Celyn Blevins17 ans│Américano-gallois│#4
Entendre un cri, soit quelqu’un crier, n’est jamais anodin. On peut crier de joie, de peine, de colère, de peur, de douleur, et ce cri ressemblait à un cri de peur ou de douleur, mais je pencherai davantage pour la peur, parce que j’ai moi-même peur en ce moment. En réalité, je n’ai pas peur, le mot est trop fort, mais je suis anxieux, car Stan se sent mal, qu’on est tous les deux et apparemment avec nos camarades de classe dans un bâtiment laissé à l’abandon et que l’une d’entre eux est face à un danger quelconque.

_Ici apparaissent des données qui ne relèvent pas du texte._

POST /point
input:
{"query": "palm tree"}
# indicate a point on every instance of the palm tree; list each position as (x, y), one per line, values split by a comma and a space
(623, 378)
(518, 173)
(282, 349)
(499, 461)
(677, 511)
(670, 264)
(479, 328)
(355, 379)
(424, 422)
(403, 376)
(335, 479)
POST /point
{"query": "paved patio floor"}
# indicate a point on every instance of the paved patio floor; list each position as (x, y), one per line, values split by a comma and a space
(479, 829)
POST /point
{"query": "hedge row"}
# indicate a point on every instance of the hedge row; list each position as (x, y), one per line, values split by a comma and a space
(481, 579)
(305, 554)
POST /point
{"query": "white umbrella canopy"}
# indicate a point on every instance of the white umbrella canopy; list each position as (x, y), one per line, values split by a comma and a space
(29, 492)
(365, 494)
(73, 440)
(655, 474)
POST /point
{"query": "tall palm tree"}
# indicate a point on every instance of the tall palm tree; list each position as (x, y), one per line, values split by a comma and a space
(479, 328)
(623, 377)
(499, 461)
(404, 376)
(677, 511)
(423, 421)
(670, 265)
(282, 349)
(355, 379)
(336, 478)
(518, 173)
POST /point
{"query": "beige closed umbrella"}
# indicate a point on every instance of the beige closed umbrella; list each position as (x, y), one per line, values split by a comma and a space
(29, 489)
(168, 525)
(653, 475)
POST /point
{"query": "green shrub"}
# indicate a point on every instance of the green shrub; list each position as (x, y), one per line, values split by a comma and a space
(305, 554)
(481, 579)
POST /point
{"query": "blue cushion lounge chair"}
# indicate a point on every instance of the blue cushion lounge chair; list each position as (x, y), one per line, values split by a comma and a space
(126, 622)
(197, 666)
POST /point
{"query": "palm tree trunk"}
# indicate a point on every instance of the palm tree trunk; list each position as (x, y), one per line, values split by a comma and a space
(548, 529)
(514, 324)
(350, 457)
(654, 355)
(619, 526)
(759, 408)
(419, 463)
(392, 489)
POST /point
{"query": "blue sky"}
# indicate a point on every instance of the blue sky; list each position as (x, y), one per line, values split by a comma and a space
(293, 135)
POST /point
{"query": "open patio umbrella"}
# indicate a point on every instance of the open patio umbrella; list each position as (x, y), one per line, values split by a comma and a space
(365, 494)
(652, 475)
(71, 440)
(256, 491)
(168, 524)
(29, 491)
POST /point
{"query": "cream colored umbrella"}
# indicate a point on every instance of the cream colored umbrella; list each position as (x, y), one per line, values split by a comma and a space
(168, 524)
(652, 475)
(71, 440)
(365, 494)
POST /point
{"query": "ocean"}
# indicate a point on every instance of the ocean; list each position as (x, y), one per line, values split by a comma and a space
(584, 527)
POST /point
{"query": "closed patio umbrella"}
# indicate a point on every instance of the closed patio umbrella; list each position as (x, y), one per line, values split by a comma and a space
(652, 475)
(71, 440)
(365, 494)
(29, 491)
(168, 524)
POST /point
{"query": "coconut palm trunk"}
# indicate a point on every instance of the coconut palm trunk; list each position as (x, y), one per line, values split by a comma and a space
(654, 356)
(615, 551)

Ça reste un danger et ça m’angoisse grandement, mon premier réflexe étant de vouloir me précipiter auprès d’elle, mais il y a Stan et il est ma priorité absolue. Je ne peux pas le laisser là et aller voir ce qui se passe, on ne doit pas se séparer et j’ai bon espoir que notre camarade est elle aussi avec une ou plusieurs autres personnes, qui pourraient la protéger. Je ne sais pas si c’est un signe rassurant ou non, mais je n’entends pas de deuxième cri, seul le silence nous entoure et soit ça signifie que notre camarade est désormais hors de danger, soit… Je n’ose pas y penser, ça ne peut pas être ça, elle est forcément hors de danger, tout va bien, ça va aller… Non, rien ne va et ça ne va pas aller tant qu’on sera dans cet endroit. On doit en trouver la sortie et en partir le plus vite possible, mais, avant ça, il faut que Stan se reprenne et, tant que ce ne sera pas le cas, je ne partirai pas, parce que je ne partirai pas sans lui. Maintenant que je suis avec Stan, il est hors de question qu’on se quitte, car il est vulnérable et je me sens responsable de lui dans un sens positif, celui qu’étant donné qu’on est tous les deux, on doit être au moins deux du début à la fin.
Stan répond à ma question en hochant la tête, disant qu’il devrait y arriver, et j’en soupire discrètement de soulagement : ça va peut-être aller, finalement… Dès l’instant où Stan pourra de nouveau marcher et réfléchir correctement, ce sera un peu plus simple et j’ai confiance en lui, je sais qu’il y arrivera, et il essaie péniblement de se remettre debout, avant que je ne l’y aide en le soutenant d’un bras sous ses épaules et en fixant son visage des yeux, attentif. Il arbore un rictus de douleur et je grimace à mon tour en le voyant, m’en voulant de le faire souffrir, mais c’est soit ça, soit on demeure dans ce couloir, et mon instinct me souffle que c’est loin, très loin, d’être une bonne idée, alors on y va et je me ferai pardonner plus tard dès que j’en aurai l’occasion, en lui faisant un massage s’il en a envie. Une fois sur ses jambes et à peu près droit, je me cale délicatement contre lui, mon regard descendant et remontant le long de son corps à plusieurs reprises, vérifiant qu’il tient bien sur ses pieds et surveillant ses expressions faciales, qui me permettront d’anticiper une éventuelle chute. Stan ne bouge pas durant quelques secondes, inspire comme pour se donner du courage, et fait un pas et je suis son rythme, puis un deuxième et un troisième. Je le regarde et regarde de temps à autre devant nous, lorsque Stan pèse sur moi, et je serre les dents et raffermis ma prise autour de lui, m’y habituant.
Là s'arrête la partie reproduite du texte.